The ZHEN® Santoku Hammered Surface Damascus Knife Blank is forged in Japan through a combination of skill, knowledge, and advanced knife-making technology. The blade is made by forge welding 66-layers of steel together around a single core layer of VG – 10 stainless steel (HRC60-62), which creates a high-quality blade. Each blade has a unique pattern on its surface and an edge that remains extremely sharp over an extended period. The hammered surface or tsuchime finish acts like a series of hollow-ground cavities that reduce drag and allow food to be released from the blade surface while slicing. Designed with the professional cook in mind, this knife makes a great gift for the cook in your family.

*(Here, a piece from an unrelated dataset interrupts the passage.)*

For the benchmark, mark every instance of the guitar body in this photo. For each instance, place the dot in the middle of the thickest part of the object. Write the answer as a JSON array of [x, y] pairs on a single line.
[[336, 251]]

- Zhen knife blanks are designed to meet the standards of perfection demanded by Japanese chefs
- Customize your knife blade by making the handle yourself (sold separately)
- Crafted from 66 layers of Japanese Damascus steel
- Hammered tsuchime finish acts like a series of hollow-ground cavities reducing drag
- Maintains an extremely sharp edge over an extended period of time
- Blade Length: 6-1/2"
- Overall Length: 11-3/4"
- Blade Construction: VG – 10 steel core with a Rockwell hardness of HRC60-62
- (1) Knife blade blank
- (1) Set of Rivets
- CAUTION: DO NOT chop bone or use this knife on a hard surface like a glass cutting board, tile, or granite.
- Hand wash your blades with gentle dish soap, rinse clean and towel dry immediately.
- Hone your blades with a steel or ceramic rod weekly to keep them sharp.
- We recommend sharpening your blades with a whetstone at an angle of 15°-20°.